Saturday, July 25, 2009

In Detroit, 1942


















Race relations. Often strained in Detroit and everywhere else. This photograph is courtesy of the Library of Congress, and has to do with housing wartime black workers. Nice.

Have we made progress since 1942? Yes, but it's been tough going. Is race more culture or skin color? The human race is one, so what's up? What about someone with "mixed blood," like Salma Valgarma Hayek Jiménez (Salma Hayek)? She may pave the way for the future, when we can all get along.

-- PM.

Monday, July 20, 2009

Detroit During Wartime


















Detroit has had its share of troubles, especially during wartime. 1812. 1943. 1967. 2009.

1942 was a time of severe housing shortages for emigrant workers in Detroit, especially for African Americans. Here's a photo (courtesy of the Library of Congress) of soldiers with fixed bayonets patrolling the perimeter of the Sojourner Truth Housing Project. Not hard to believe -- not at all.

For more:

http://www.detroit1701.org/Sojourner%20Truth%20Housing%20Project.html


Saturday, July 18, 2009

MOZART NEVER KNEW THE BEAUTY II


Eine kleine nachtmusik

Cosi fan tutti

The symphony bridge

Between the Uzi and the Mac 9

The crescendo of the bass AK

With the overlay of the

Semi automatic Glock

filling in the string tempo

the symphony is

a lovely thing

just a little Detroit

night music

to lull you to sleep.

1-31-07

r/7-18-09

© TWM

Sunday, July 12, 2009

It All Starts In Detroit



"What's your tool?" the motivational speaker in HBO's new show, Hung, asks a group of disenfranchised Detroiters searching for ways to make money. One older man says offers advice, maybe he could charge for it. Another woman who has lost her Poet in the Schools job says she wants to make bread with poems in it -- lyric loaves. Our protagonist, a washed out baseball player and teacher at the high school he attended, thinks about it and realizes the only thing he has that is exceptional is his big, umm, appendage. I have a friend who calls motivational tapes/seminars/etc. sunshine enemas. I have to laugh because his characterization is correct. He and my sister listen to The Secret audio cds for laughs. The voice and accompanying massage spa music is perfect grounding for such bon mots as "Avert your eyes when you see an obese person. Do not look at that you do not wish to become." Jeez, and I thought it was all those twinkies I was stuffing in my mouth. My mistake.
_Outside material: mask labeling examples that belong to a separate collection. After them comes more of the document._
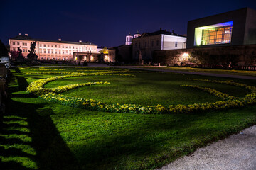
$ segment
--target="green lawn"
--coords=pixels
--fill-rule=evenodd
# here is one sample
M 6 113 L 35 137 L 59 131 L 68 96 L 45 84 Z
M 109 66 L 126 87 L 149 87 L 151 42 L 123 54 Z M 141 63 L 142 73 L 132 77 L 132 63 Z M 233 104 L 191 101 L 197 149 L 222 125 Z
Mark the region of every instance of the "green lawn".
M 112 70 L 61 69 L 64 70 L 12 70 L 9 89 L 11 99 L 0 131 L 0 166 L 6 169 L 154 169 L 256 123 L 256 106 L 180 114 L 107 113 L 48 102 L 26 92 L 32 81 L 60 75 L 47 72 Z M 39 72 L 45 74 L 33 74 Z M 141 72 L 131 74 L 136 76 L 70 77 L 45 87 L 109 81 L 111 84 L 80 87 L 62 94 L 143 106 L 221 100 L 181 84 L 207 86 L 237 97 L 250 93 L 241 87 L 186 79 L 230 80 L 228 78 Z M 255 84 L 255 81 L 234 81 Z

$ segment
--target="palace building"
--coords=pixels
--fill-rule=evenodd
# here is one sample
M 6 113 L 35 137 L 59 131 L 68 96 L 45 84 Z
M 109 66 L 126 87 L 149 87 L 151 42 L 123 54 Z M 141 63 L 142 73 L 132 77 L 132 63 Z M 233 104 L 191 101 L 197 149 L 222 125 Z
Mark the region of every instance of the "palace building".
M 29 53 L 30 46 L 32 42 L 36 41 L 35 52 L 38 56 L 38 60 L 75 60 L 75 53 L 83 53 L 83 57 L 87 60 L 91 60 L 93 55 L 97 55 L 97 45 L 90 42 L 70 42 L 58 40 L 48 40 L 34 39 L 28 34 L 18 35 L 9 39 L 10 51 L 17 51 L 18 47 L 22 50 L 22 54 L 26 57 Z M 88 55 L 88 56 L 87 56 Z

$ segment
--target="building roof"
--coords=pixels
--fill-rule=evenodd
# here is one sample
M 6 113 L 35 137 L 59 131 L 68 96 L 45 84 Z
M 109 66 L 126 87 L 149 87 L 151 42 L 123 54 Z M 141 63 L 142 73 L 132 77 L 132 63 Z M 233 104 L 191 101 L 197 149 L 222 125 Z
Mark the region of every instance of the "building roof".
M 203 18 L 209 18 L 213 17 L 213 16 L 223 16 L 223 15 L 227 15 L 227 14 L 228 14 L 228 13 L 230 13 L 241 12 L 241 11 L 248 11 L 248 10 L 250 10 L 250 11 L 255 11 L 255 9 L 252 9 L 252 8 L 248 8 L 248 7 L 245 7 L 245 8 L 240 8 L 240 9 L 236 9 L 236 10 L 228 11 L 228 12 L 217 13 L 217 14 L 212 15 L 212 16 L 204 16 L 204 17 L 202 17 L 202 18 L 196 18 L 196 19 L 193 19 L 193 20 L 188 21 L 188 22 L 195 21 L 198 21 L 198 20 L 201 20 L 201 19 L 203 19 Z
M 139 30 L 137 30 L 137 32 L 136 33 L 134 33 L 134 35 L 135 34 L 140 34 L 140 33 L 139 33 Z
M 142 33 L 142 36 L 138 37 L 138 38 L 139 38 L 147 37 L 147 36 L 154 36 L 154 35 L 161 35 L 161 34 L 174 35 L 174 36 L 178 36 L 178 37 L 184 37 L 184 38 L 186 37 L 184 35 L 180 35 L 180 34 L 174 33 L 173 32 L 170 32 L 169 30 L 157 30 L 157 31 L 155 31 L 155 32 L 153 32 L 153 33 Z
M 43 42 L 49 42 L 55 43 L 66 43 L 66 44 L 75 44 L 75 45 L 95 45 L 95 44 L 91 42 L 71 42 L 71 41 L 59 41 L 59 40 L 42 40 L 42 39 L 35 39 L 32 38 L 28 35 L 18 35 L 14 38 L 10 38 L 11 40 L 32 40 L 32 41 L 43 41 Z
At any rate, Hung's pilot is funny. The poet finds lyric loaves not to be the money-making endeavor she'd hoped so she agrees to pimp out our protagonist whose first attempt at selling himself is an ad in the Detroit Examiner (a stand-in for the Metro Times)that offers women endless enjoyment with "Big Donnie." He could use a wordsmith and she could use the money. There's an ex-wife, twin children, and a new husband who makes a lot of money, a fire. It seems like the kind of show about lowered expectations and sadness that I enjoy. I've always liked the line we're all in the gutter/ looking at the stars (Oscar Wilde/Chrissie Hynde -- take your pick of source), but I often find myself in the gutter, looking closely at the gutter. There's a lot to be said at being where you are, not where you wish to be. After all, the stars are reflected everywhere, even in the most unlikely places.